Enfin, entre cette école classique du jour et celle dont M. Sardou est un des représentans se place une sorte de tiers système qui a pour marque de rejeter également et la sécheresse exagérée des novateurs du premier groupe et les hardiesses intempérantes de ceux du second. À l’Odéon, les Plumes de paon, de M. Leroy, sont un exemple de cette autre forme de littérature dramatique. Le mouvement et la vivacité n’y manquent point. On n’est plus ici dans un monde froid et abstrait ; la réalité revêt un aspect qui plaît et entraîne. On raisonne moins et on agit plus. En même temps que l’esprit pétille, le cœur se donne librement carrière.

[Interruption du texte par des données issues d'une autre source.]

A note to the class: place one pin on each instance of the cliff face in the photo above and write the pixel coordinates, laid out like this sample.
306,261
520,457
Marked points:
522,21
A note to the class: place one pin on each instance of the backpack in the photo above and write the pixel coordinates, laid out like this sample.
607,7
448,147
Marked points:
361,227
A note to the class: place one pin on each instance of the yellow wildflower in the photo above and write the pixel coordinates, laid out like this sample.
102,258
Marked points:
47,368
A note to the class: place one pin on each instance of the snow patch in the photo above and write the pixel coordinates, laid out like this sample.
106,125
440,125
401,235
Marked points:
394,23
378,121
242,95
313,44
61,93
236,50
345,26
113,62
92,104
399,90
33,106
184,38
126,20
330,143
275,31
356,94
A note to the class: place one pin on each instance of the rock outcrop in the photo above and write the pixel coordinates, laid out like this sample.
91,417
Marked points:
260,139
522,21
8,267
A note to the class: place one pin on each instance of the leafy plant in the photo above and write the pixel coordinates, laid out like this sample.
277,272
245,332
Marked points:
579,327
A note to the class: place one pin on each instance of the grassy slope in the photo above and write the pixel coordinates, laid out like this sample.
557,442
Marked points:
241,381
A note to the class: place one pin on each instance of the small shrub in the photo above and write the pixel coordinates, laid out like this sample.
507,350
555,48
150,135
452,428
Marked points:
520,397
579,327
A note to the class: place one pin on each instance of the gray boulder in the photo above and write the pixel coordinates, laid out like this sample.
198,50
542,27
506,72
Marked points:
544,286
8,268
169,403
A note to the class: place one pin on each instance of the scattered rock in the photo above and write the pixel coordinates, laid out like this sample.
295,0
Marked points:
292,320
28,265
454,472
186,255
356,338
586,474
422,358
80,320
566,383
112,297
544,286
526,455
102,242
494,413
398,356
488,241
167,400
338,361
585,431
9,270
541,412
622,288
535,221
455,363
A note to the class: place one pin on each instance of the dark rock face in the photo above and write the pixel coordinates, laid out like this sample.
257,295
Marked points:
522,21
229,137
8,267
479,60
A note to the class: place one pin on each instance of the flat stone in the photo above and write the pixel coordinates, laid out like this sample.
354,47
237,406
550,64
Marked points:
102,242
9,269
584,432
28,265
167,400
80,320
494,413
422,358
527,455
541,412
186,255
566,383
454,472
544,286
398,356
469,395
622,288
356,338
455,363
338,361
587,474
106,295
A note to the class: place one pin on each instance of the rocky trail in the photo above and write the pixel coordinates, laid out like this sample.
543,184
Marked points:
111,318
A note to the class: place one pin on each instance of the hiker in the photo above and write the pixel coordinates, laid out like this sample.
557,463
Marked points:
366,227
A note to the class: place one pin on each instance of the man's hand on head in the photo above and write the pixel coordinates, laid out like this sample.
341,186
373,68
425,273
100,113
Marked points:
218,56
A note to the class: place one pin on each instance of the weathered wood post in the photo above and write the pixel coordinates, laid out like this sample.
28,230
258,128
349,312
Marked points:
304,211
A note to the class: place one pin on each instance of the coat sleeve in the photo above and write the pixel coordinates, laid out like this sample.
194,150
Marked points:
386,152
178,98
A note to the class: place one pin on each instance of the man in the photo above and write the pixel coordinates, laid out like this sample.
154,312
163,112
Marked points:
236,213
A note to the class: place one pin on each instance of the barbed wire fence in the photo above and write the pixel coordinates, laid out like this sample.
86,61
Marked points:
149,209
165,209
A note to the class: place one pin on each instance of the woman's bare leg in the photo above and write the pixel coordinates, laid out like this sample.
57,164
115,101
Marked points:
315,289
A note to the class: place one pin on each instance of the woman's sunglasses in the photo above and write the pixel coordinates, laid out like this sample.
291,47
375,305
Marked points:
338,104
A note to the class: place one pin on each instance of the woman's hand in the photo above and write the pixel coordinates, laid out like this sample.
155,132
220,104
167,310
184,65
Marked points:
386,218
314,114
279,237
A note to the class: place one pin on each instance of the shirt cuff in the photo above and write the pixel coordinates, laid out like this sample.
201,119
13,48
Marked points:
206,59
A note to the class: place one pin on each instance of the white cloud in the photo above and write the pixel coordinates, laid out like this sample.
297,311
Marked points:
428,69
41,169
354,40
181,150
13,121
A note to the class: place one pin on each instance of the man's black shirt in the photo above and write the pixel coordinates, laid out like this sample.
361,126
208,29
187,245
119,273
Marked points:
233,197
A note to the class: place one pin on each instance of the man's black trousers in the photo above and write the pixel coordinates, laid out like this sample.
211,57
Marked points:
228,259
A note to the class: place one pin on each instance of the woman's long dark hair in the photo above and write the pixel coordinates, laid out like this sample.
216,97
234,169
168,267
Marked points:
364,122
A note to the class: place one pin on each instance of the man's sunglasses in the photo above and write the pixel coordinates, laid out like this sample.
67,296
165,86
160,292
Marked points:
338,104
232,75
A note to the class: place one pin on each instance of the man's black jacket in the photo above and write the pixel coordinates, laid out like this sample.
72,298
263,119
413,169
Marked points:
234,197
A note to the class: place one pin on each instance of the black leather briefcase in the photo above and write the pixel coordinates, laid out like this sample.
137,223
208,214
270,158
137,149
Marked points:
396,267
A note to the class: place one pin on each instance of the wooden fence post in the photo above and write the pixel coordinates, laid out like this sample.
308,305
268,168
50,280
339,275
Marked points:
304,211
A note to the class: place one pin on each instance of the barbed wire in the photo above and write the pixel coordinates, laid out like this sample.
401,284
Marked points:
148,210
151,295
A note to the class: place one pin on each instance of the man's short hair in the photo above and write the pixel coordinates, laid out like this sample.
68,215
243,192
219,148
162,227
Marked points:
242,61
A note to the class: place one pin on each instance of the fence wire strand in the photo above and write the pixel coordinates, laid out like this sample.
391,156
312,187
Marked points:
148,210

Sans afficher la prétention d’endoctriner magistralement le public, M. Leroy est entré au vif de certaines mœurs littéraires du jour et en a tracé un heureux tableau. À part quelques situations visiblement trop chargées, ainsi qu’il arrive souvent dans les comédies de ce genre preste et aisé, la pièce est spirituelle, bien conduite et ne languit pas. Des trois sortes de littérature dramatique qui viennent d’occuper un instant notre attention, cette dernière est certainement celle dont le relief et la vérité sont le plus sensibles à cette heure ; mais, il ne faut pas se le dissimuler, le genre indécis et tourmenté sur lequel nous avons insisté volontairement paraît apporter une grande opiniâtreté dans la recherche de sa forme et de son expression. Il est clair que, dans l’état où est aujourd’hui la scène française, le foyer principal de fermentation se trouve là : il s’agit seulement d’en faire jaillir une flamme vivace. Quant au théâtre aligné à l’aide de l’équerre et du compas, on ne risque rien, jusqu’à nouvel ordre, à douter de sa force vitale et de son avenir ; dans cette comédie solennelle, qui paraît être si sûre d’elle-même, et ne voir dans la nudité qu’un moyen de faire ressortir ses prétendues perfections esthétiques, il y a certes moins de promesses pour l’art due dans les élémens troubles et multiples de ce genre mixte qui n’en est encore, on l’a vu, qu’aux essais et aux tâtonnemens.


JULES GOURDAULT.


V. DE MARS.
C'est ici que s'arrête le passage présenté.